As I said before, give your biceps at least 48 hours of rest between workouts. After these two days, if you feel they still need recovery, give it some more time.
Nobody wants to skip or miss a day at the gym, but proper rest is more important than high frequency.
Along with simply hindering your muscle growth, if overtraining keeps you out of the gym or even injures your muscle, you’re missing out on even more gains.

It’s important to balance workout out intensely enough to stimulate muscle growth, while not so intensely that you can’t get back into the gym within 2 days.
Another point that I will add is how annoying overtrained biceps are.
As a personal anecdote, as an experiment, I once tested out a bicep curl workout where I lifted a very light weight (I believe it was 15 pounds) until failure, which ended up being over 100 reps.
Over the next day, my biceps swelled up probably 50% bigger than their usual size, and I couldn’t extend my arm past 90 degrees.
It was not fun. Overtraining your biceps can make day-to-day tasks very difficult and annoying, not to mention the gains you missed out on by not being in the gym.
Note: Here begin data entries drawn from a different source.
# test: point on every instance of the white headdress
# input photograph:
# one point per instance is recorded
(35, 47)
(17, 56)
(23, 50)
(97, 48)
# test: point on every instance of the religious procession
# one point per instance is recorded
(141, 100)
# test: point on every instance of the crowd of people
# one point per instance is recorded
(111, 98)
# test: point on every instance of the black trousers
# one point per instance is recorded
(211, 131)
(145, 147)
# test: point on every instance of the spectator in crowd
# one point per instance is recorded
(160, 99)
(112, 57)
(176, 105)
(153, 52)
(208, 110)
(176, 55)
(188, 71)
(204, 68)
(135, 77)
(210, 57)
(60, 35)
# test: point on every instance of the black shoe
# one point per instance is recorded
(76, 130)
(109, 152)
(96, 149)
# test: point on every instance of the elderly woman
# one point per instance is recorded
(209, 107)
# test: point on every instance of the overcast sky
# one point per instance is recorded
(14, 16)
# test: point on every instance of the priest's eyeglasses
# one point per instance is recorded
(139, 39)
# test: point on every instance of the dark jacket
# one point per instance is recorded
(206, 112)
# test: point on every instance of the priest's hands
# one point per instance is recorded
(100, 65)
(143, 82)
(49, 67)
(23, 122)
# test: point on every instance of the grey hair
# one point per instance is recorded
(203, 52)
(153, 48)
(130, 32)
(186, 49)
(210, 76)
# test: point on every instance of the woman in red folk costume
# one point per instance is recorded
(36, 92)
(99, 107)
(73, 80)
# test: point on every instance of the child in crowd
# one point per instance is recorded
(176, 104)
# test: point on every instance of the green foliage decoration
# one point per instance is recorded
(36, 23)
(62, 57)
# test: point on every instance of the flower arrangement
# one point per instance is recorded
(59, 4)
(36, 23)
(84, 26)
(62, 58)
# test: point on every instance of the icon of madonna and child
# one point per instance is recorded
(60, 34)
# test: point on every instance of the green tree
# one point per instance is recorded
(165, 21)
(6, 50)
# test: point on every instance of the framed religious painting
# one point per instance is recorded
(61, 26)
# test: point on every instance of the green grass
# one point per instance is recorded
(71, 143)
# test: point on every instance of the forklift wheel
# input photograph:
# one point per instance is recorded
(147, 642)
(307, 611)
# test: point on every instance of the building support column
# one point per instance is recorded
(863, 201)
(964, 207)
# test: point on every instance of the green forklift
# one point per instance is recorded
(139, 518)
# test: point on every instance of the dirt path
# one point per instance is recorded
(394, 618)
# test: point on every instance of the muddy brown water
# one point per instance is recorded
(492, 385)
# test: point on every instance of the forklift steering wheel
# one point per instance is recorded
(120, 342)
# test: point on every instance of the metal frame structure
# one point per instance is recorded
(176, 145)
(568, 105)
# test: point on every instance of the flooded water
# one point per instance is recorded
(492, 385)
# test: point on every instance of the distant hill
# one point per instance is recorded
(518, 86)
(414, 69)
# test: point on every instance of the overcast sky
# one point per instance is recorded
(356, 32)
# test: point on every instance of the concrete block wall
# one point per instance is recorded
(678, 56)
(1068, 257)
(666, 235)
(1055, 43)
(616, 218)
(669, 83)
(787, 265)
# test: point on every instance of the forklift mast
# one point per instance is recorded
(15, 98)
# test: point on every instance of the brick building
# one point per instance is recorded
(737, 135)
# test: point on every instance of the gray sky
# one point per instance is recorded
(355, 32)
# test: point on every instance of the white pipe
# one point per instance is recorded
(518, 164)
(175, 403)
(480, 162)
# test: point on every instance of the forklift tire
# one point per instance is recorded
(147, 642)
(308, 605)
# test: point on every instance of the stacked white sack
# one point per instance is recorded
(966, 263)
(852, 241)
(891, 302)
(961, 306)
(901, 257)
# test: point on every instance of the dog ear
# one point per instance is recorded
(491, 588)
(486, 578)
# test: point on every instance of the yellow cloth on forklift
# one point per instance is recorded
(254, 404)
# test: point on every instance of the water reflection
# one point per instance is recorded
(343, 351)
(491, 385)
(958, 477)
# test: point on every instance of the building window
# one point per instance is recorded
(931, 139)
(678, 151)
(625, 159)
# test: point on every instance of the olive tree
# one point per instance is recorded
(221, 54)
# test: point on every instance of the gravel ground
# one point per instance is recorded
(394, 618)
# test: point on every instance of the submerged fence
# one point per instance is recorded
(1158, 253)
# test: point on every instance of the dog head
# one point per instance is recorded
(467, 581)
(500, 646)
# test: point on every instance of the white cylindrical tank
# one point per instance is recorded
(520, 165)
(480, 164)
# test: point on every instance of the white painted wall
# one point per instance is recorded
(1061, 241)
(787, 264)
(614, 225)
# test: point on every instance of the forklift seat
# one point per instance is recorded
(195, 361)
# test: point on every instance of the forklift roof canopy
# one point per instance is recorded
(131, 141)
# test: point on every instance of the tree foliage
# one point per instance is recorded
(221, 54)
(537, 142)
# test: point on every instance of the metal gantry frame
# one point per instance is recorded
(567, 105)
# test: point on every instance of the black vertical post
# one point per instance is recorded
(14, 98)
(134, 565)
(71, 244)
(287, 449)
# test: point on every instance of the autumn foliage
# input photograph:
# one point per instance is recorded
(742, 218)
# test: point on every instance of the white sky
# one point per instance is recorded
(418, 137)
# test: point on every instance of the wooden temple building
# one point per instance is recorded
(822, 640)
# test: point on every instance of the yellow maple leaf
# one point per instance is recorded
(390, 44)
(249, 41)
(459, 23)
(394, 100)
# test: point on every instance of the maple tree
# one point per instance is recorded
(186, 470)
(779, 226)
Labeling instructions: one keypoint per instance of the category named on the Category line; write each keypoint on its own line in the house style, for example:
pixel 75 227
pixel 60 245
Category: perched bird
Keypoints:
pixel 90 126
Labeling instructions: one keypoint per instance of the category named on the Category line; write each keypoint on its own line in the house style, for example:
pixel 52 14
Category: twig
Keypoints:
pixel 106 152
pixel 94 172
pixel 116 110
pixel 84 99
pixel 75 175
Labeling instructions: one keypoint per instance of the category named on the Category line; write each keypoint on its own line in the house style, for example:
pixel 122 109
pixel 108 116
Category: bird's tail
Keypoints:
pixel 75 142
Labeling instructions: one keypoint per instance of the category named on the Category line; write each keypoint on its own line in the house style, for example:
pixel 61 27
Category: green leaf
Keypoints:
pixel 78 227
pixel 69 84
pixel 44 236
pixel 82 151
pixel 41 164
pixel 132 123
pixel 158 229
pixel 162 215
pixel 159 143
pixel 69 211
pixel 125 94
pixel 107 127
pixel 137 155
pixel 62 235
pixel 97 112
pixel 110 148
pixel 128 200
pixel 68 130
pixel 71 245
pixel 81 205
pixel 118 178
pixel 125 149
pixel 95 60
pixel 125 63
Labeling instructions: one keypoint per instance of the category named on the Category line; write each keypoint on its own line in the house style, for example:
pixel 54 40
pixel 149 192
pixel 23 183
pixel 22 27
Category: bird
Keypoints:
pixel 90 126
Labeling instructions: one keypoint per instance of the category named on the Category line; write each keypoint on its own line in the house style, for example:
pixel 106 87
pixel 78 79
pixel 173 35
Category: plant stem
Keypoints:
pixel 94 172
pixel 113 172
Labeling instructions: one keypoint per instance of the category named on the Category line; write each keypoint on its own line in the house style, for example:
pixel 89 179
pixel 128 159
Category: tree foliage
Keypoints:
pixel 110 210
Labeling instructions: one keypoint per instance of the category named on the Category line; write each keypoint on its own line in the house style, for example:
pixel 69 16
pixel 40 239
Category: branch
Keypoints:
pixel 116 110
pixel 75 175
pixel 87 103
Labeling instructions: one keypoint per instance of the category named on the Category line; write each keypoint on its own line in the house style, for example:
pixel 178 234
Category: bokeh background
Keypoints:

Although ice eventually got the swelling in my biceps down, that’s something I won’t do again!
Biceps: Increasing the Speed of Recovery
Instead of sitting around waiting for your biceps to recover, there are a number of things you can do to make the process go by faster.
First, make sure that you’re getting enough protein and nutrients. Protein, especially, is crucial for rebuilding muscle. Without the proper nutrition to build muscle, your growth will stall.
Providing your muscles with protein will speed up their recovery.
If you’re experiencing soreness or swelling in your biceps, use an ice pack. It will reduce inflammation, which overall, will speed up your biceps’ recovery.

Another thing you can do, which applies to all muscles rather than only biceps, is getting more sleep.
Sleep is another crucial element for building and repairing muscle. Without the proper amount and quality of sleep, you’re sacrificing gains as well as increasing the amount of time it will take for you to recover.
Higher Intensity With Lower Frequency for Biceps
There’s also something to be said about high intensity and lower frequency for biceps. This means training your biceps less often, with more rest, but when you do train them, training with very high intensity.
Take reps until failure as an example. If you do a set of an exercise until failure, you’re literally using every muscle fiber until it can’t function anymore. This is extremely intense, and has some risks associated with it, but can be a key to exponentially growing your muscle.
If you do 4 sets of 8 reps of biceps curls, you might only be activating 80% (as an example) of your muscle.
This ends up leaving 20% (again, just an example number) of your muscle fibers untrained and unstressed. Even though you did a lot of sets of biceps, not all of your muscle was utilized.
Higher intensity training, for biceps, in this case, can compound your muscle growth and make you much stronger, but it requires much more rest because you’re doing so much more work.
The Bottom Line
The bottom line is that recovery is essential to muscle growth. Your biceps need 1-3 minutes of rest between sets, and 2 days of rest between workouts.
If you’re still recovering after 2 days, you’re likely overtraining and need to either reduce intensity, or deploy some strategies to improve your rest and recovery.